Imago"Ich habe den Kontakt vermittelt": Wie Ralf Rangnick Österreichs Teamchef wurde
Bei Red Bull kümmerte sich einst Ralf Rangnick über derartige übergreifende Themen, aktuell macht das auch Mario Gomez. Beide werden mit dem FC Bayern in Verbindung gebracht. Gibt es aus Ihrer Sicht Bedarf an personeller Verstärkung?
Freund: Das ist wirklich nicht mein Thema. Wir arbeiten sehr gut in unserem Team zusammen und konzentrieren uns auf unsere Aufgaben hier.
Mit Rangnick haben Sie in Salzburg viele Jahre zusammengearbeitet. Später hatten Sie einen entscheidenden Anteil an seiner Berufung zum österreichischen Teamchef, indem Sie ÖFB-Sportdirektor Peter Schöttel Rangnicks Nummer vermittelten. Wie lief das?
Freund: Ralf und ich kennen uns schon lange und schätzen uns sehr. Peter kannte Ralf damals noch nicht so gut, da habe ich den Kontakt vermittelt. Letztlich hat Peter den Transfer dann realisiert. Das war ein sehr wichtiger Schritt für den österreichischen Fußball.
Sie arbeiten mittlerweile seit zehn Jahren als Sportdirektor. Abschließend die Frage: Was war der beste, der speziellste Transfer Ihrer bisherigen Karriere?
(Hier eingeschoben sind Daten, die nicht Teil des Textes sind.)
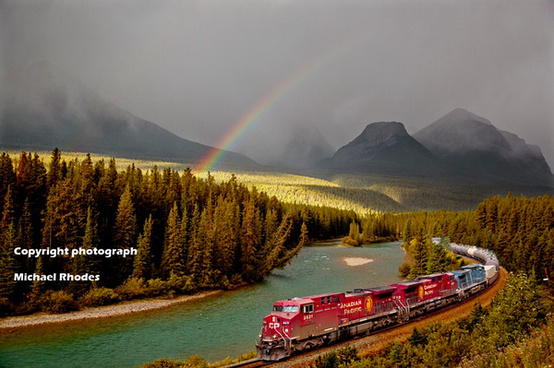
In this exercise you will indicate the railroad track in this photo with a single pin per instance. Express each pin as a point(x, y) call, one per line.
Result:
point(376, 338)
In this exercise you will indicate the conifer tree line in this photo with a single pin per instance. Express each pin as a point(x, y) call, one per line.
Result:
point(190, 233)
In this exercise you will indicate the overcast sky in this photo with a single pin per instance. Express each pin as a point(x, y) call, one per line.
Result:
point(196, 67)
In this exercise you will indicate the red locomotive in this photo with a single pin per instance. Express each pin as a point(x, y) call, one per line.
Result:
point(303, 323)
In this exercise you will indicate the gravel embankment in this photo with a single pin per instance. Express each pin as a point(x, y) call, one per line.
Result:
point(10, 323)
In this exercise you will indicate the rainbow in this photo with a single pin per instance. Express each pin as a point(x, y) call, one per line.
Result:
point(238, 130)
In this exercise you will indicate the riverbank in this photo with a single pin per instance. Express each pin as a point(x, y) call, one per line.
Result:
point(121, 309)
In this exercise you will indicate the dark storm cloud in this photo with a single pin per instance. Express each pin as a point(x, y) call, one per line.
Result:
point(195, 67)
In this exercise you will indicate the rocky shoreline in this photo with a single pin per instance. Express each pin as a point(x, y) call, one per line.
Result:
point(121, 309)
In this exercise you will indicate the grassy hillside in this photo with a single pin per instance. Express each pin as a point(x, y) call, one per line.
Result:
point(359, 192)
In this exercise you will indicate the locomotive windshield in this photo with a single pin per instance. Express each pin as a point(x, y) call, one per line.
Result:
point(291, 309)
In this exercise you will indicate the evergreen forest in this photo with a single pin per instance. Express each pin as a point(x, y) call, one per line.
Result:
point(190, 234)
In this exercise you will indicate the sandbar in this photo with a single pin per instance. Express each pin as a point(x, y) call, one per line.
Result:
point(356, 261)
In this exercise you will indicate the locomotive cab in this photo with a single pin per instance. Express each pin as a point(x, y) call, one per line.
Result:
point(282, 326)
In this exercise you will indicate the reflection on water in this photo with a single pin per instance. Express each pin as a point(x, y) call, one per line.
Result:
point(215, 327)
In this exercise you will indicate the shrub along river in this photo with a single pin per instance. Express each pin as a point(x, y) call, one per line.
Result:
point(215, 327)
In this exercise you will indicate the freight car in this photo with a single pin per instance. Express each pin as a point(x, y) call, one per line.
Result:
point(300, 324)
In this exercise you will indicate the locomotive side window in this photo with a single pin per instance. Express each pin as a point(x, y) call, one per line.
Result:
point(290, 309)
point(308, 308)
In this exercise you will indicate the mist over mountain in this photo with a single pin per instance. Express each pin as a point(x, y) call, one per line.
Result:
point(459, 146)
point(46, 108)
point(476, 147)
point(386, 148)
point(305, 147)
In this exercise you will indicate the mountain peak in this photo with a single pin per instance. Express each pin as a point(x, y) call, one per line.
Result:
point(461, 115)
point(479, 149)
point(384, 147)
point(383, 131)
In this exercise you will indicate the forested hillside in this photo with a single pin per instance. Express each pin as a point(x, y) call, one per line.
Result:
point(189, 234)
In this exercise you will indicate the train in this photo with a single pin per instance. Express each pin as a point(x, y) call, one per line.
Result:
point(300, 324)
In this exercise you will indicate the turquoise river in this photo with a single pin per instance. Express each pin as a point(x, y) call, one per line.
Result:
point(215, 327)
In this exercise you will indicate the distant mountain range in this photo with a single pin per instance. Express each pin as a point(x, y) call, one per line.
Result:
point(460, 145)
point(47, 108)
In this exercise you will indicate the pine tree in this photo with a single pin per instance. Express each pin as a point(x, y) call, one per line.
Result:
point(250, 243)
point(125, 229)
point(8, 214)
point(420, 256)
point(86, 263)
point(173, 260)
point(54, 169)
point(142, 265)
point(8, 264)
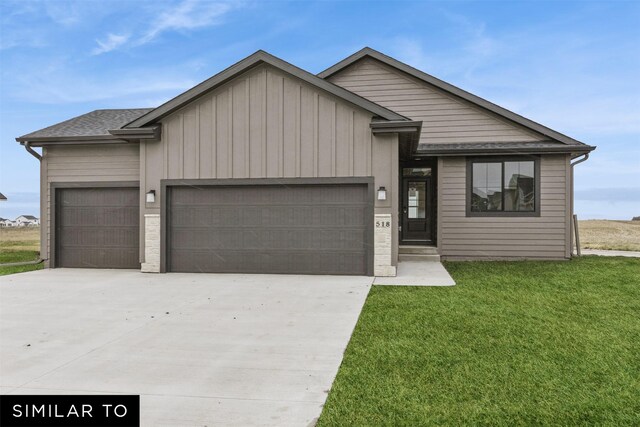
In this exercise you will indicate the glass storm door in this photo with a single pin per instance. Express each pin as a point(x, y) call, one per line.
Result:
point(416, 222)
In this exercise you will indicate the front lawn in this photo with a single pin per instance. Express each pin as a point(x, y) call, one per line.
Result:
point(11, 256)
point(514, 343)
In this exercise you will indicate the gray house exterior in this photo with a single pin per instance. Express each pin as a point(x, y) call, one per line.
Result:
point(266, 168)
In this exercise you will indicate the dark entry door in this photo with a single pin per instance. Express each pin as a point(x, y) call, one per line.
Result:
point(416, 207)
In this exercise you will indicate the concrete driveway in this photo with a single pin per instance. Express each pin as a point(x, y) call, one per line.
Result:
point(201, 349)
Freund: In Salzburg war am coolsten, dass wir immer wieder No-Names geholt haben - und zwei Jahre später waren sie plötzlich Stars. Da gibt es viele Beispiele. Natürlich Erling Haaland. Oder auch Dayot Upamecano. Ich kann mich noch sehr gut erinnern, wie wir ihn mit 16 nach Salzburg geholt haben. Das war ein schwieriger Transfer. Und es ist eine schöne Geschichte, dass wir jetzt wieder zusammengetroffen sind. Upa hat sich nicht verändert, obwohl er mittlerweile ein internationaler Top-Spieler ist. Er ist ein sehr angenehmer Mensch, ein super Teamplayer, ein Familienmensch.